Потом он пошел к телу лейтенанта, убитого при первой попытке атаки. Он посмотрел на него, но не притронулся.
Que cosa mas mala es la guerra, сказал он себе, что означало: какая нехорошая вещь война.
Потом он снова осенил себя крестом и, спускаясь с холма, прочитал по дороге пять «Отче наш» и пять «Богородиц» за упокой души убитого товарища. Присутствовать при выполнении своего приказа он не захотел.
28
Когда самолеты пролетели, Роберт Джордан и Примитиво снова услышали стрельбу, и Роберту Джордану показалось, что он снова услышал удары своего сердца. Облако дыма плыло над кряжем последней видной ему горы, а самолеты казались тремя пятнышками, удалявшимися в небе.
Наверно, свою же кавалерию разбомбили к чертям, а Сордо и его людей так и не тронули, сказал себе Роберт Джордан. Эти проклятые самолеты только страх нагоняют, а убить никого не могут.
— А они еще дерутся, — сказал Примитиво, прислушиваясь к гулким отзвукам выстрелов.

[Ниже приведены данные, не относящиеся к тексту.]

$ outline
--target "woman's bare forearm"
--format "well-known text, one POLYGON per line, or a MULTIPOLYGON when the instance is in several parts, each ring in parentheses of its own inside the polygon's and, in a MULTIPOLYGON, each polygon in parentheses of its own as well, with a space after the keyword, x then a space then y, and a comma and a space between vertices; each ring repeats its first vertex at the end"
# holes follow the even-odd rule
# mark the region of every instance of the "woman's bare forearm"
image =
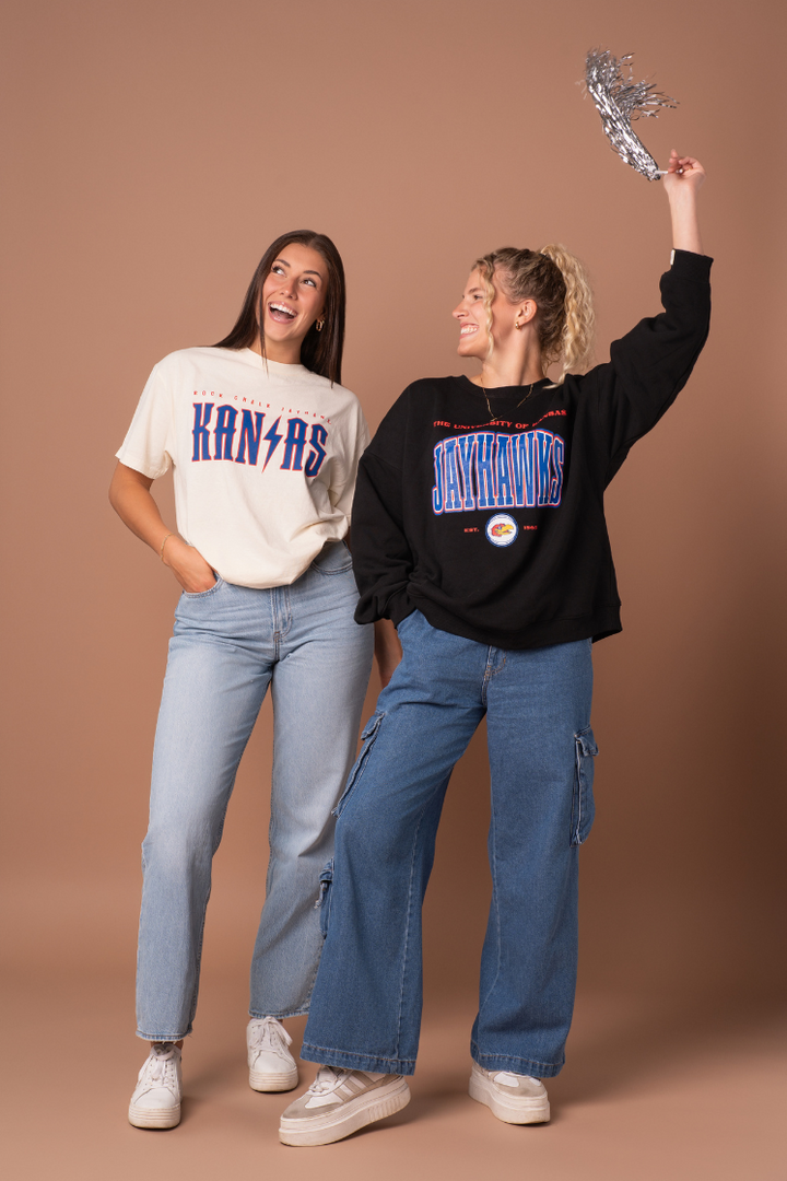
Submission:
POLYGON ((175 530, 164 524, 150 488, 152 479, 118 463, 110 484, 110 504, 140 541, 160 555, 162 542, 175 530))
POLYGON ((212 567, 199 550, 170 529, 158 511, 150 487, 152 479, 118 463, 110 484, 110 504, 125 526, 169 566, 184 590, 199 594, 216 582, 212 567))
POLYGON ((673 247, 676 250, 690 250, 693 254, 703 253, 697 194, 704 178, 704 169, 699 159, 695 159, 694 156, 678 156, 676 151, 673 151, 663 184, 669 198, 669 210, 673 218, 673 247))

Во время бомбардировки он вздрагивал при каждом ударе и теперь все облизывал пересохшие губы.
— Конечно, дерутся, — сказал Роберт Джордан. — Самолеты ведь никого убить не могут.
Тут стрельба смолкла, и больше он не услышал ни одного выстрела. Револьверный выстрел лейтенанта Веррендо сюда не донесся.
В первую минуту, когда стрельба смолкла, это его не смутило. Но тишина длилась, и мало-помалу щемящее чувство возникло у него в груди. Потом он услышал взрывы гранат и на мгновение воспрянул духом. Но все стихло снова, и тишина длилась, и он понял, что все кончено.
Из лагеря пришла Мария, принесла оловянное ведерко с жарким из зайца, приправленным густой грибной подливкой, мешочек с хлебом, бурдюк с вином, четыре оловянные тарелки, две кружки и четыре ложки. Она остановилась у пулемета и положила мясо на две тарелки — для Агустина и Эладио, который сменил Ансельмо, и налила две кружки вина.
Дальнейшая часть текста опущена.